Style: Henri Matisse hm viols2

Style: Pablo Picasso pp perdido

Style: Cândido Portinari cp viols1

Style: Paul Signac ps viols2

matrix

Conclusions

Style transfer is an interesting technique and even after realising it works mainly by copying textures I still found it interesting. The Medium article authors pointed out a study on how to better tune style transfer to suit an artist’s need and when properly tuned, the results can still be stunning. Still, I was unsatisfied with the lack of a real-time, single-pass network that could produce similar results.

I mused for a while and settled that my next steps would be to train something along the lines of a GAN (Generative Adversarial Network), to be capable of performing style transfer. I settled on some details but, of course, someone had already done something like it. Still, I believe I’ll come to play with this idea later and try to produce a similar solution or reproduce this other paper.

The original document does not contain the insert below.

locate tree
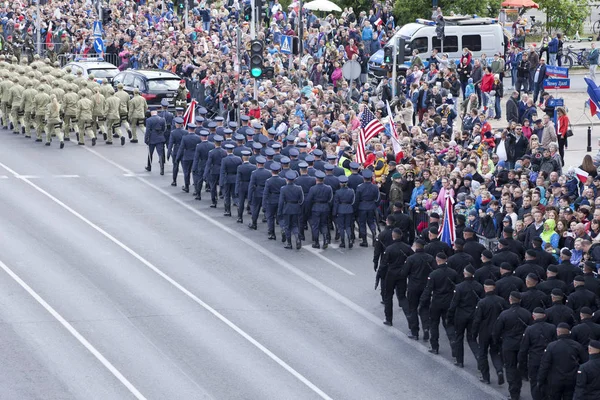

Another thing that I noticed is how style transfer and Inceptionism are similar in the principles of performing gradient descent on the input by optimising some metric on the output values of the network. The results are, to a certain extent, also visually similar, with many inceptionist-generated images being full of texture overlays of dogs ears and noses on the seed image, when optimised to maximise the likelihood of a dog. This similarity is better seen here with the image with the “style” of Cândido Portinari, where there are some phantasmagoric eyes and faces to be seen overlayed over the original picture.